También, podríamos establecer una diferencia interesante entre la sal de los cristianos y el cloruro de sodio, porque no solamente hemos de agregar sabor a la sociedad en la que vivimos sino también ser fermento de la sociedad. Si consideramos una solución salina, los cristianos no debemos disolvernos en el solvente, sino que debemos cooperar para que el solvente se vuelva también soluto, encuentre a Cristo y su amor y participe de la vida verdadera que en El se nos ofrece.
La metáfora de la luz es también frecuente en la Sagrada Escritura. El salmo 27, por ejemplo, comienza diciendo: “El Señor es mi luz y mi salvación.” En el tiempo de Adviento y Navidad aparecen muchos fragmentos del libro del profeta Isaías que hacen referencia al Mesías cuya luz alumbra a quienes viven en tinieblas. Las cartas de san Juan recurren con frecuencia al contraste entre la luz y las tinieblas. Jesucristo mismo declara ser la Luz del mundo. Nosotros, que por el Bautismo hemos sido configurados a El, también tenemos que ser luz del mundo. Así nos lo dice el mismo en el Sermón de la Montaña que estamos escuchando.
No importa la intensidad de nuestra luz, lo que importa es que irradie o refleje la Luz verdadera de aquel que es la salvación del mundo, porque es Dios hecho hombre. En última instancia Jesucristo mismo es la fuente de energía.
Es cierto que hay sombras y tinieblas que nos rodean, pero eso no debe desanimarnos. Al contrario, debe ser un recuerdo constante que nuestra vida cristiana ha de ser la luz que contribuye a disipar esas tinieblas. En vez de lamentarnos de las tinieblas que nos rodean debemos pedir al Señor que aumente la intensidad de nuestra luz para que se vaya abriendo camino en el mundo el Reino de Dios que el anuncia con sus enseñanzas e inaugura con su Resurrección, porque es su persona misma que por el misterio Pascual ha llevado a la creación entera a su consumación en Dios.

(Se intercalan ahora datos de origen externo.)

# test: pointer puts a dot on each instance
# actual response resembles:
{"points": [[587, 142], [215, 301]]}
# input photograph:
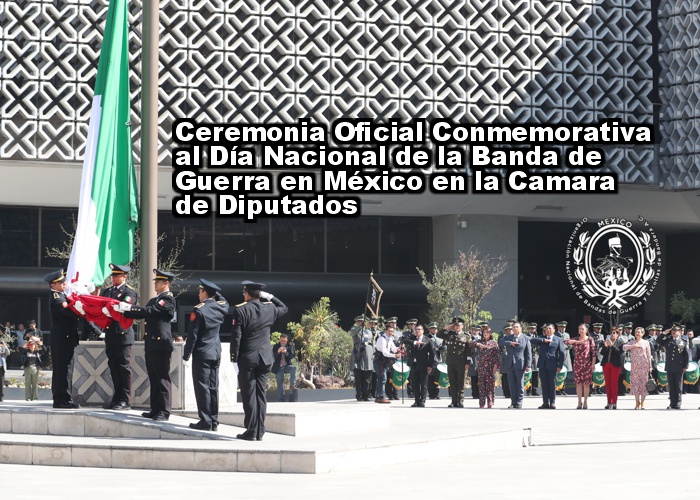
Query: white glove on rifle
{"points": [[79, 306]]}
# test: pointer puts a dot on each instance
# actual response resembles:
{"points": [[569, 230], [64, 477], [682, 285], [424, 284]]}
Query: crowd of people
{"points": [[641, 360]]}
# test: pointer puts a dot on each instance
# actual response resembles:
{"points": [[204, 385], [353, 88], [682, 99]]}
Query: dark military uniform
{"points": [[64, 338], [204, 345], [677, 357], [456, 358], [158, 345], [118, 344], [251, 349]]}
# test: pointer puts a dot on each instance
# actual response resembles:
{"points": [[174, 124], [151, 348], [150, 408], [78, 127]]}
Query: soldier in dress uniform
{"points": [[374, 331], [535, 380], [433, 386], [204, 345], [457, 359], [563, 334], [118, 341], [64, 338], [409, 334], [389, 389], [251, 349], [158, 341], [362, 353], [677, 356], [599, 339], [472, 373]]}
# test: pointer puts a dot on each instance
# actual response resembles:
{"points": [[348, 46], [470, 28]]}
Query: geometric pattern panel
{"points": [[679, 56], [505, 61]]}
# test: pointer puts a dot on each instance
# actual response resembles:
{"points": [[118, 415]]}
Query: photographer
{"points": [[284, 354], [4, 352], [33, 360]]}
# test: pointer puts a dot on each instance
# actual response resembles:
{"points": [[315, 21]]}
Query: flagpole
{"points": [[149, 146]]}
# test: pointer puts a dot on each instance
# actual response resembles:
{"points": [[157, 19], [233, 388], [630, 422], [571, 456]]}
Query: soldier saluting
{"points": [[457, 359], [677, 357]]}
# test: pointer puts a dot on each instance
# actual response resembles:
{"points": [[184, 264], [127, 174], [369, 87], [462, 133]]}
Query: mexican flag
{"points": [[108, 205]]}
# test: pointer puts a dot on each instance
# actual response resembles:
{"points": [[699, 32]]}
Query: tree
{"points": [[460, 287], [313, 339]]}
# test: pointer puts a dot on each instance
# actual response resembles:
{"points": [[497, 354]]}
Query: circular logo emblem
{"points": [[615, 268]]}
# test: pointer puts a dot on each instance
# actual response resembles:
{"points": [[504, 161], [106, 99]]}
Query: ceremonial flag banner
{"points": [[108, 205], [374, 296]]}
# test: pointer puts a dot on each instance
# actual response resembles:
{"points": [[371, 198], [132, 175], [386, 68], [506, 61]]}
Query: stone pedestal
{"points": [[92, 385]]}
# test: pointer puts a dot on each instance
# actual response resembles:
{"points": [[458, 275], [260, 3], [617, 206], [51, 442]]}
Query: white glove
{"points": [[79, 306], [123, 306]]}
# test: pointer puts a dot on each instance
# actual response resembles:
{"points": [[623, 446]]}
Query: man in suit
{"points": [[158, 341], [251, 349], [118, 341], [64, 338], [284, 354], [518, 359], [204, 345], [421, 358], [550, 362], [677, 356]]}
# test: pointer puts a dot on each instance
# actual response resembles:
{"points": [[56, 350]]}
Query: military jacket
{"points": [[458, 351], [203, 337], [158, 313], [250, 341], [115, 334], [64, 322], [677, 354], [363, 348]]}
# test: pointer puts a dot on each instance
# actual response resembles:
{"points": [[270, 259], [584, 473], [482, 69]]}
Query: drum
{"points": [[560, 379], [598, 377], [628, 369], [401, 373], [691, 374], [443, 379], [662, 378]]}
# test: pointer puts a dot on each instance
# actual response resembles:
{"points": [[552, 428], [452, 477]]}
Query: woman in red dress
{"points": [[585, 357]]}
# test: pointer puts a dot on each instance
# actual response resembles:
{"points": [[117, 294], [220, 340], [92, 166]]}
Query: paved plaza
{"points": [[575, 454]]}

La primera lectura, tomada del libro del profeta Isaías nos ofrece una clave adicional para que nuestra luz brille en el mundo, para ser fermento que mejora la sociedad. Las obras de misericordia corporal y espiritual, como dar de comer al hambriento, vestir al desnudo, corregir al que se equivoca, son el catalizador que aviva nuestra luz, la forma en que nuestra presencia aporta sabor al mundo. San Pablo en la segunda lectura nos recuerda que todo esto lo hemos de hacer sin buscar el poder temporal ni apelar a la fuerza o cálculos puramente humanos, sino lisa y llanamente por amor a Cristo, porque lo hemos encontrado a El, hemos gustado su amor y nos esforzamos por vivir en Aquel que es la luz que no conoce ocaso, presente entre nosotros, cuya presencia hace nuevas todas las cosas.